La Stazione Spaziale Internazionale, ancora in fase di completamento.

 

 

 

L'Enterprise-E.

Lo space shuttle Enterprise.

 

 

 

 

La drammaticamente celebre esplosione del Challenger in fase di decollo

Il Coumbia mentre decollava verso l'ultima, tragica missione

 

 

 

 

 

L'equipaggio del Challenger, tutti deceduti il 28 gennaio 1986.

L'equipaggio del Columbia, tutti deceduti il 1 febbraio 2003.

 

 
L'AVVENTURA UMANA NELLO SPAZIO

Dopo la tragedia del Columbia, Star Trek insegna ad andare avanti


Fin dal celebre motto che la Serie Classica e la The Next Generation usano all’inizio di ogni puntata, «Spazio, ultima frontiera», si capisce come Star Trek abbia molto a cuore il tema dell’esplorazione umana del cosmo. E’ sicuramente su questo tema che si basano la quasi totalità delle puntate del telefilm, ma quello che è importante notare è che l’esplorazione dello spazio viene vista come una lotta coraggiosa e quasi idealistica che l’uomo deve intraprendere per ampliare gli orizzonti del sapere. In tempi come questi in cui la ricerca spaziale è ormai in netto declino, e l’evoluzione in questo campo è del tutto assente, Star Trek riveste una particolare importanza perché come fenomeno mediatico ha la possibilità di far comprendere all’opinione pubblica la grande importanza della conoscenza dell’universo che ci circonda.

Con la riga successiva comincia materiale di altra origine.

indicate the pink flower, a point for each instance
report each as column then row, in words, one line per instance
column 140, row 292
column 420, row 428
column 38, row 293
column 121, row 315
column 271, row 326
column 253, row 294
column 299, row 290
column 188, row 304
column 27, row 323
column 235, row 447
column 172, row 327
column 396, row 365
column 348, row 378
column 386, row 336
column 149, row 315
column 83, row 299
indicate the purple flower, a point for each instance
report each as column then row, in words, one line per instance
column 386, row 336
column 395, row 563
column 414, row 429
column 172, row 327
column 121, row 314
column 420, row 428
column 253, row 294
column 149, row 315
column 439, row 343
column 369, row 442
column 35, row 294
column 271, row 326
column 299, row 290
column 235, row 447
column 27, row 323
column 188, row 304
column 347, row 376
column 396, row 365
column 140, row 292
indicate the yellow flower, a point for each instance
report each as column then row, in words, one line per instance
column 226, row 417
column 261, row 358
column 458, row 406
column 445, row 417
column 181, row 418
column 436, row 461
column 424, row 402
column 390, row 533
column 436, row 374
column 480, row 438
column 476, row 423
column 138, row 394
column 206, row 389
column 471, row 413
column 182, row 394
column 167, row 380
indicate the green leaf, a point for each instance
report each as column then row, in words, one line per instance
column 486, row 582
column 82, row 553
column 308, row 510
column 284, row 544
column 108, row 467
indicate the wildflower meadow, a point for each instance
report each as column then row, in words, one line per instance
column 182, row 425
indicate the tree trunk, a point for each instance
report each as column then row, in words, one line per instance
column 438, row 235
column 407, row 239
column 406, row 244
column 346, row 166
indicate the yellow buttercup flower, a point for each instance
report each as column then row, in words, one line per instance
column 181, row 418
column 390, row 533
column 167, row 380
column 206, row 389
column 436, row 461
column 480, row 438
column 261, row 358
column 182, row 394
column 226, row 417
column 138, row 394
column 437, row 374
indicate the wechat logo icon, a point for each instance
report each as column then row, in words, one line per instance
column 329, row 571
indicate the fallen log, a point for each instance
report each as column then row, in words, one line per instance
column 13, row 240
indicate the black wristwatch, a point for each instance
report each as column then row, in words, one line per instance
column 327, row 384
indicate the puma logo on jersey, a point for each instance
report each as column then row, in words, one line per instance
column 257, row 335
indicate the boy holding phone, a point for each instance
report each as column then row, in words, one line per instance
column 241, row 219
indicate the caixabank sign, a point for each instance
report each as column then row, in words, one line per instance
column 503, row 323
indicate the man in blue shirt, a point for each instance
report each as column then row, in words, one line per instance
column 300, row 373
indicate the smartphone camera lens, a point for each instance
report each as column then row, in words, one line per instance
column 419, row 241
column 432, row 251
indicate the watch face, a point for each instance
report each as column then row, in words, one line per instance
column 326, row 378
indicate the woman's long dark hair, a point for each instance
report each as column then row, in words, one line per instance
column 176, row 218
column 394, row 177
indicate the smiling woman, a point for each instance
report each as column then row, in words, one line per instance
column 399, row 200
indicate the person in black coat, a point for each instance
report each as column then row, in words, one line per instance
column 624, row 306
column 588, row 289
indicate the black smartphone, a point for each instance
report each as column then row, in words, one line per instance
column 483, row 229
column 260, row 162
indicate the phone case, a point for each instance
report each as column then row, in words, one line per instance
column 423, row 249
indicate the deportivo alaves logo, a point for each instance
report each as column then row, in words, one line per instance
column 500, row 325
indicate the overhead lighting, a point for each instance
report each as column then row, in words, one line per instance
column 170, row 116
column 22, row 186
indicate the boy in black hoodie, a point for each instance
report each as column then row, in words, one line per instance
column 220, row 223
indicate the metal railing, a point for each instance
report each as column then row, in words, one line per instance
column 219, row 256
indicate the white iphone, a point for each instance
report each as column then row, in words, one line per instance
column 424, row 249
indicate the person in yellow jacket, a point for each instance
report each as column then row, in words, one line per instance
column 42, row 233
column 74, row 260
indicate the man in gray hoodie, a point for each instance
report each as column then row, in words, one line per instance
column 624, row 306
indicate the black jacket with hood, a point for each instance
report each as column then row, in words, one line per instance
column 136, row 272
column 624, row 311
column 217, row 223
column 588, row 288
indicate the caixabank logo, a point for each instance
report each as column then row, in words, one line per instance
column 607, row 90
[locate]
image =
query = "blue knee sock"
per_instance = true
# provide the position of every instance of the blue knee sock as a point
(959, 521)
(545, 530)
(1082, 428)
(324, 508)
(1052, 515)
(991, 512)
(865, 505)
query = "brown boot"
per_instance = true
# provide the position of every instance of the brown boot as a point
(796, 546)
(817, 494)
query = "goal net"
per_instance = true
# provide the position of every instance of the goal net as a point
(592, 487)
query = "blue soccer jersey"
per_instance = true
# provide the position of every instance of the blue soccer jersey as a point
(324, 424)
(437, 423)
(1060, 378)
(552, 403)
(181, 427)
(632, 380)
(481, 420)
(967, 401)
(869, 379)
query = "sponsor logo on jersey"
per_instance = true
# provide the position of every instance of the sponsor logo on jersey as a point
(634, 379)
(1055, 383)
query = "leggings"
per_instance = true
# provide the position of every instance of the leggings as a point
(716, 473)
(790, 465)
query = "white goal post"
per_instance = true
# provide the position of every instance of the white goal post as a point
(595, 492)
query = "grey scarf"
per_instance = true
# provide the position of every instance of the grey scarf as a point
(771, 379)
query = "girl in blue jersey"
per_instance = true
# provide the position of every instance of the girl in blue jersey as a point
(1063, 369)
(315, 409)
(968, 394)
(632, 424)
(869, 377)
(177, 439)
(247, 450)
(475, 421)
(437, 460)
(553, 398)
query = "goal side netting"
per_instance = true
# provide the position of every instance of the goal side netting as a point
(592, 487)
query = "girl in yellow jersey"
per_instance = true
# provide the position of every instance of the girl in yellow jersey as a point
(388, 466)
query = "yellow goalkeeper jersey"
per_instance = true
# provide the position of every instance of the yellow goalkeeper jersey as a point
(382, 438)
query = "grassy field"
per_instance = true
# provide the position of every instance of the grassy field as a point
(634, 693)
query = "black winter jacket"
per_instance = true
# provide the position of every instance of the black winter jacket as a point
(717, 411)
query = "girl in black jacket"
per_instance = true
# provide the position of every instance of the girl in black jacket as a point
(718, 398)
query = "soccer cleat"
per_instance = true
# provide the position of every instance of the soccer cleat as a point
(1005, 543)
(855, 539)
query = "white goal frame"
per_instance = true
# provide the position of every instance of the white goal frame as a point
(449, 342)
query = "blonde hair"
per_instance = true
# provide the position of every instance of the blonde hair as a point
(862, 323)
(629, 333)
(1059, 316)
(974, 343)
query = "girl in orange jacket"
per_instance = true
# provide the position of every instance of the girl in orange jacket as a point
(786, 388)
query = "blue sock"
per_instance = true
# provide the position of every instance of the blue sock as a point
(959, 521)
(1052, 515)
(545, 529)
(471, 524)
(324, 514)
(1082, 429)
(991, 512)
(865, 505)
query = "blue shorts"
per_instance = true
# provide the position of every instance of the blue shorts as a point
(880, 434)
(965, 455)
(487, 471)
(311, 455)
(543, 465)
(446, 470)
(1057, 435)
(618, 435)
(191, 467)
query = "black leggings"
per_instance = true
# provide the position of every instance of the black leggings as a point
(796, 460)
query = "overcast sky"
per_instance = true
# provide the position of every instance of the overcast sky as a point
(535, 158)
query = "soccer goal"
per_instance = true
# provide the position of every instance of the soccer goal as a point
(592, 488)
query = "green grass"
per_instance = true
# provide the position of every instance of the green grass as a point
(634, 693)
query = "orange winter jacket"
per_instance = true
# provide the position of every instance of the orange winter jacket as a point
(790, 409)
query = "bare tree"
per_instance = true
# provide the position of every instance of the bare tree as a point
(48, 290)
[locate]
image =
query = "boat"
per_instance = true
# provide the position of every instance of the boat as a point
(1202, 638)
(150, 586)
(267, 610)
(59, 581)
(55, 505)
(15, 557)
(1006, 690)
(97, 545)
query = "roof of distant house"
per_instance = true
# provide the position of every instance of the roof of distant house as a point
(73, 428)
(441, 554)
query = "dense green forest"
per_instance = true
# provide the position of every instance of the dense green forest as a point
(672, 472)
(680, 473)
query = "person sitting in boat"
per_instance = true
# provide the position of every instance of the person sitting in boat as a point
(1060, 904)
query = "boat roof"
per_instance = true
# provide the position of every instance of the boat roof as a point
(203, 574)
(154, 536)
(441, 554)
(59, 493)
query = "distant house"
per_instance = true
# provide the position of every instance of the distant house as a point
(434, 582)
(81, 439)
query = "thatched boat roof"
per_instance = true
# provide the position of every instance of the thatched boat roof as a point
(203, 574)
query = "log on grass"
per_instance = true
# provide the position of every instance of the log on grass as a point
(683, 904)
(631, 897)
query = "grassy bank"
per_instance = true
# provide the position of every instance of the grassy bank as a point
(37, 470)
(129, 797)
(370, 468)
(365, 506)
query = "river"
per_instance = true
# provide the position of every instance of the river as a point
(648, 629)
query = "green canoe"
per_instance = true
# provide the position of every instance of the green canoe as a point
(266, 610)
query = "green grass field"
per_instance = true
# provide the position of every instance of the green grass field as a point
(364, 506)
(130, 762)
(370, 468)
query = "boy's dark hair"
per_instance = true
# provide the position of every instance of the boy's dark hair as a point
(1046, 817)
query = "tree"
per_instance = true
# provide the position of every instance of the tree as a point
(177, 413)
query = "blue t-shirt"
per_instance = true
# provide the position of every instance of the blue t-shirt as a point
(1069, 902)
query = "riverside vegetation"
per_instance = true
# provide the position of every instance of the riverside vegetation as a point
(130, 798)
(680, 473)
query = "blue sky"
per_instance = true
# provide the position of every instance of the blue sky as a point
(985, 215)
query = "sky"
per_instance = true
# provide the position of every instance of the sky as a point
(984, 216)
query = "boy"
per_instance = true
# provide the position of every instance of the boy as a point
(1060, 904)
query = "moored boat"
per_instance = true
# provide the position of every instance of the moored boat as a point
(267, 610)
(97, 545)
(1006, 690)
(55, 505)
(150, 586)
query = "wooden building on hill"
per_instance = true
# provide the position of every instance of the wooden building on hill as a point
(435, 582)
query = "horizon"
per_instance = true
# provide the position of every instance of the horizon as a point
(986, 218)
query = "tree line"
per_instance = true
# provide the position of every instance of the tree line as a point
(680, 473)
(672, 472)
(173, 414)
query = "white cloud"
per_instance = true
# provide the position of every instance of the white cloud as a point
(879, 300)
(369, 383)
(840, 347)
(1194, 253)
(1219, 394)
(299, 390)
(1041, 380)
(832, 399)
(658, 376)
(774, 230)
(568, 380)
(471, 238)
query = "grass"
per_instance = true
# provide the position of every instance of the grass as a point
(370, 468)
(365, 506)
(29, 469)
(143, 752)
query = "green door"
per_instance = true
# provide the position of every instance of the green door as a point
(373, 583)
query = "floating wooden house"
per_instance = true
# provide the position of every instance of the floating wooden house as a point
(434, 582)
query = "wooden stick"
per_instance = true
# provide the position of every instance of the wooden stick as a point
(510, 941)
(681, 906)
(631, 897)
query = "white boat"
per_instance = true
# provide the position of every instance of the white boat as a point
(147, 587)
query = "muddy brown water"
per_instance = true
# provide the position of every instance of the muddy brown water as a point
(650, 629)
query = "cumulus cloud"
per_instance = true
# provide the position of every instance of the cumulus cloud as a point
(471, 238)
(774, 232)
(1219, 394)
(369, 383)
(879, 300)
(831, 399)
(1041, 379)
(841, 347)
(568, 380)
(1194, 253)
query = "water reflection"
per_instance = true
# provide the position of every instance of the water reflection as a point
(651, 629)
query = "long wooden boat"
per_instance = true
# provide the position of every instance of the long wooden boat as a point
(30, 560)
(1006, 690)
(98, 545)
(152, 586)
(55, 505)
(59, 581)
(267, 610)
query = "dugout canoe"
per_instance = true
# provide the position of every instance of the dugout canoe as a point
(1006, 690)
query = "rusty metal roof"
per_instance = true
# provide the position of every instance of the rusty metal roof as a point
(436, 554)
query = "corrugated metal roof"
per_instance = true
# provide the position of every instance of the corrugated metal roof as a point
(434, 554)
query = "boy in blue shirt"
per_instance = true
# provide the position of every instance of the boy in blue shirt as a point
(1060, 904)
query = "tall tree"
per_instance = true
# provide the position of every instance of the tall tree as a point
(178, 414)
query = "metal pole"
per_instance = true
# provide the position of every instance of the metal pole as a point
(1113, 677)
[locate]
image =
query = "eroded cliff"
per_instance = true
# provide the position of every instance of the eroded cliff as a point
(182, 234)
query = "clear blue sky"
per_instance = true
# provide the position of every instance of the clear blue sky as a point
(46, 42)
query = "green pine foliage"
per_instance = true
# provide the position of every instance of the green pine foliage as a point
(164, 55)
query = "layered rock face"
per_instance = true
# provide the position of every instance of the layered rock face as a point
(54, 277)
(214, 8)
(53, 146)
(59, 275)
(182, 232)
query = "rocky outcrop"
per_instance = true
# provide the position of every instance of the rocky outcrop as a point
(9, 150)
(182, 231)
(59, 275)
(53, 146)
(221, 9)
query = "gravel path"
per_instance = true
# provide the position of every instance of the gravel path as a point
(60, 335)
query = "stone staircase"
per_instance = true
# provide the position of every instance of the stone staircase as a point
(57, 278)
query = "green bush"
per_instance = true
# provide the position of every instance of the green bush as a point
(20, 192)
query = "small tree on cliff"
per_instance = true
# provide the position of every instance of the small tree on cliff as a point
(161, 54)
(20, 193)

La tragedia del Columbia pare fortunatamente non aver fermato il programma spaziale come accadde col Challenger. Eppure molti si lamentano di ciò: occorrono più controlli, c’è bisogno che gli Shuttle vengano rivisti e riparati. Riparati! Non sostituiti, beninteso. Al Congresso americano non sono in pochi a biasimare la NASA per i suoi errori. Ma la tragedia del Columbia doveva essere ovviamente prevista: il Columbia è stato il primo shuttle della flotta spaziale americana, ha compiuto 28 missioni dal 1981 e dunque è vissuto per dodici anni. Una tecnologia così raffinata e delicata non può certo sostenere per sempre il peso fortissimo delle missioni spaziali. Almeno una volta ogni dieci anni una sostituzione dovrebbe essere d’obbligo. Persino l’Enterprise, con tre secoli di evoluzione tecnologica, è costretta a tornare nei cantieri navali ogni 5 anni per una completa revisione. E’ assurdo pensare che con le semplici riparazioni di routine si possa sfruttare uno shuttle per sempre. Dall’entrata in funzione di questa flotta, la NASA ha prodotto cinque navi. Dopo la distruzione del Challenger è stato prodotto l’Endeavour, ma ora con la scomparsa del Columbia gli shuttle sono solo quattro. E il governo americano ha tagliato ulteriormente i fondi impedendo così la possibilità di sviluppare l’ambizioso progetto di cui si parla da anni di sostituire agli ormai obsoleti shuttle le avveniristiche astronavi a decollo orizzontale come normali aerei (evitando così tutto il fracasso dei lanci verticali).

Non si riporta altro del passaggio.